Modellprojekt läuft aus - Geisel fordert Bundesmittel für Koordination von IS-Rückkehrern
Innensenator Geisel fordert Bundesmittel für die Betreuung von Rückkehrern aus IS-Kriegsgebieten. Ein entsprechendes Berliner Projekt liefere einen wertvollen Beitrag für mehr Sicherheit, die Finanzierung ist jedoch befristet. Von Christoph Reinhardt
Wenn am Berliner Flughafen ein IS-Rückkehrer und vielleicht seine Familie eintrifft, wissen Samira Benz und die Berliner Rückkehr-Koordination meist schon lange Bescheid. Viele von ihnen melden sich selbst schon auf dem Rückweg in der Türkei über die Konsulate an. Aber auch andere Meldewege hätten sich bewährt, sagt Benz. "Wir werden auch von den Sicherheitsbehörden in Kenntnis gesetzt dass eine Rückkehr ansteht, vom Verfassungsschutz, von den Auslandsnachrichtendiensten."
"Können sie nicht daran hindern, einzureisen"
Keiner der potenziell gefährlichen Rückkehrer soll durchs Raster fallen. "Das könnte fatal sein“, sagt der Berliner Innensenator Andreas Geisel (SPD). Denn nur gegen einige liegt ein Haftbefehl vor, zum Beispiel wegen Mitgliedschaft in einer terroristischen Vereinigung oder wegen anderer Straftaten. Dann übernimmt die Justiz. Wo das nicht der Fall ist und wo vielleicht Kinder im Spiel sind, müssen viele Behörden zusammenarbeiten. Polizei und Schulen, Krankenkassen und Jugendämter oder vielleicht die Kinderschutzambulanz sind gefragt.
Die Koordination soll gewährleisten, dass es dabei keine Informationsverluste gibt.

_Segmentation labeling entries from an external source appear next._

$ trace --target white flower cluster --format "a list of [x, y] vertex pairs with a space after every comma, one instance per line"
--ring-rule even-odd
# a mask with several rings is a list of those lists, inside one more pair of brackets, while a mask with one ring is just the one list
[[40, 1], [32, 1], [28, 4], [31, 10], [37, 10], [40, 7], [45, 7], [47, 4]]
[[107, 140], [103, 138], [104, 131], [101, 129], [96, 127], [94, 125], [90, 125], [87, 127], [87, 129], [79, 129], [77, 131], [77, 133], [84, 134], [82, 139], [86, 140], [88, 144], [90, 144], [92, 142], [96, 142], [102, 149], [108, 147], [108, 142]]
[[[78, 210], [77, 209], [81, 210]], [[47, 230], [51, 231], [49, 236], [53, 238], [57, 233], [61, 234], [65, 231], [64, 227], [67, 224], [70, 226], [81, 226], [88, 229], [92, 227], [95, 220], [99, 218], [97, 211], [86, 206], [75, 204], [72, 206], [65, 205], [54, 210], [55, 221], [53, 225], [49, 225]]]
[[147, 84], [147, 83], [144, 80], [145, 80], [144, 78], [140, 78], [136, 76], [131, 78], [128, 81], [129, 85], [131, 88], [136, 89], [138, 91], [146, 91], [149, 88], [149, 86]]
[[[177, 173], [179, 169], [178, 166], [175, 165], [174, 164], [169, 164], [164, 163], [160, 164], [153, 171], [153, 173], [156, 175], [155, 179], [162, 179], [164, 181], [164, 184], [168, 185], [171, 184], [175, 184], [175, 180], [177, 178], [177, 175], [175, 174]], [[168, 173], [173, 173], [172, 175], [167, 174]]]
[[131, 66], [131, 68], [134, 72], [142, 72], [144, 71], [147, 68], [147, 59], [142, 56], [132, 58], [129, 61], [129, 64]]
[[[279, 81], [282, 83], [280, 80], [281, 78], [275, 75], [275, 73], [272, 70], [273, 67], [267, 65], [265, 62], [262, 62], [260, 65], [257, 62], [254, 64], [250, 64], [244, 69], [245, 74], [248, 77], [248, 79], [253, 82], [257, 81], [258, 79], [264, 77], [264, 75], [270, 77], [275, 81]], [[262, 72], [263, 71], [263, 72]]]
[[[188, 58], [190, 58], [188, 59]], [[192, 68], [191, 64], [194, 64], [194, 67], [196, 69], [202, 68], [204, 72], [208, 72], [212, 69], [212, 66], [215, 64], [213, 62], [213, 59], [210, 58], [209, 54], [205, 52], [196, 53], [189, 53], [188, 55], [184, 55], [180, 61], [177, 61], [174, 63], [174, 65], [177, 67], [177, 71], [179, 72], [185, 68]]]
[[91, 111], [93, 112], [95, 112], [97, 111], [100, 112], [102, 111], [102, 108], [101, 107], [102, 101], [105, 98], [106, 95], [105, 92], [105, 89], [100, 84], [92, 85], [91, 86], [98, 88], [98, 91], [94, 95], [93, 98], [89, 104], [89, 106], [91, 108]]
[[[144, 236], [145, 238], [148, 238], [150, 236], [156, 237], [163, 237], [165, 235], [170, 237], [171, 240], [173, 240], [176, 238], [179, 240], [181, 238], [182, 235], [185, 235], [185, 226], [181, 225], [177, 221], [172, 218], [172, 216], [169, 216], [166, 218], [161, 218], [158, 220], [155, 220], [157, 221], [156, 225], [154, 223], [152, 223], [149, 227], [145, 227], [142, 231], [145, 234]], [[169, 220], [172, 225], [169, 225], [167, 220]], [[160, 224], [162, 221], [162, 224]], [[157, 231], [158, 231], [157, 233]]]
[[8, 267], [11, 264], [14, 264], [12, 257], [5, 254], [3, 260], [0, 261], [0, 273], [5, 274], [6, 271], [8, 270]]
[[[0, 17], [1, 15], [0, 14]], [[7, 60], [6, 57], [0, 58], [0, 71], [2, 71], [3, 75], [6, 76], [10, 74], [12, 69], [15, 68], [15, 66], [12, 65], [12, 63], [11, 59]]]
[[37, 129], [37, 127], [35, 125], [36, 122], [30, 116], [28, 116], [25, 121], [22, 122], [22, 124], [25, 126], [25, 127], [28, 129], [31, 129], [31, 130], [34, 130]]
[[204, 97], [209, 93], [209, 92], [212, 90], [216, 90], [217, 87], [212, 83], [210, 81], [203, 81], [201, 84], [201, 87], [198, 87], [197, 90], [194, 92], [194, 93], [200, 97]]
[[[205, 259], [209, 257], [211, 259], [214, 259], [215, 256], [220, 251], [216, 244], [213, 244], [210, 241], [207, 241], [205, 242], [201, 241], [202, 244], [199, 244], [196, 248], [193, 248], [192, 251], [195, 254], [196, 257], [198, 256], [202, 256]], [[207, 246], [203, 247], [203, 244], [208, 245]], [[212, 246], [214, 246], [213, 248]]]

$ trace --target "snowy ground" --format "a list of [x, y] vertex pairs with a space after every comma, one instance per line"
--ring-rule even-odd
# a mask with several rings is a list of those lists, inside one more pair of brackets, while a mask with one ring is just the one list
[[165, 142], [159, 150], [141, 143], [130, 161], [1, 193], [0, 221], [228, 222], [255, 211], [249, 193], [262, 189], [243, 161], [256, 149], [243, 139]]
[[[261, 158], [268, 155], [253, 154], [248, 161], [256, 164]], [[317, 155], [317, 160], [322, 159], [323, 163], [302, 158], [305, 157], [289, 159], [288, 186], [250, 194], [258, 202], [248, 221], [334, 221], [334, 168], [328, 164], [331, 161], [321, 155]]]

Denn eine rechtsstaatliche Alternative zur Wiedereingliederung von Menschen mit deutschem Pass gebe es nicht, sagt der Innensenator. "Wir können sie nicht daran hindern, nach Deutschland einzureisen", so Geisel. "Aber wir können uns um sie kümmern, und das tun wir. Nicht weil wir gerne mit IS-Rückkehrern zu tun hätten, ganz im Gegenteil. Sondern weil es unsere Pflicht ist und wir damit für unsere Sicherheit sorgen."
70 Menschen aus IS-Gebieten nach Berlin zurückgekehrt
Von rund 135 Berlinern wissen die Behörden, dass sie in IS-Gebiete gereist waren. Rund 20 gelten als tot, knapp 50 sind noch in Gefängnissen oder Lagern. Rund 70 seien inzwischen wieder nach Berlin zurückgekehrt, sagt Samira Benz. Längst nicht jeder von ihnen sei noch gefährlich. "Wir haben in Berlin großes Glück, dass die meisten Fälle auch offen sind für eine Beratung und dass viele Fälle sich glaubhaft distanziert und deradikalisiert haben", sagt sie.
Allerdings: In den Kopf sehen könne man den Rückkehrern nicht, und für einen langfristigen Erfolg müsse man sie viele Jahre lang begleiten. Zehn bis 15 Jahre, schätzt der Innensenator, müsse die Arbeit der Rückkehrkoordination wohl fortgesetzt werden.
Bund soll sich weiter an Kosten beteiligen
Das Modellprojekt wird seit 2019 durch das Bundesamt für Migration und Flüchtlinge (Bamf) voll finanziert, allerdings nur noch bis Ende des Jahres. Geisel hat Bundesinnenminister Seehofer aufgefordert, die Unterstützung zu verlängern: "Rückkehrkoordination ist aktive Sicherheitspolitik." Das Projekt habe Bedeutung über Berlin hinaus, sagt er. Denn die Koordination betreffe den Bund und die Länder gemeinsam.
Aus dem Anschlag vom Breitscheidplatz habe man lernen müssen, wie wichtig ein guter Austausch zwischen den Behörden sei, so Geisel. "Dass da mehrere Bundesländer befasst waren mit dem Attentäter vom Breitscheidplatz, und die Koordination zwischen den Bundesländern nicht gut gelaufen ist, ist ein Zeichen dafür, dass wir diese Koordination, die jetzt gut läuft, nicht aufgeben dürfen."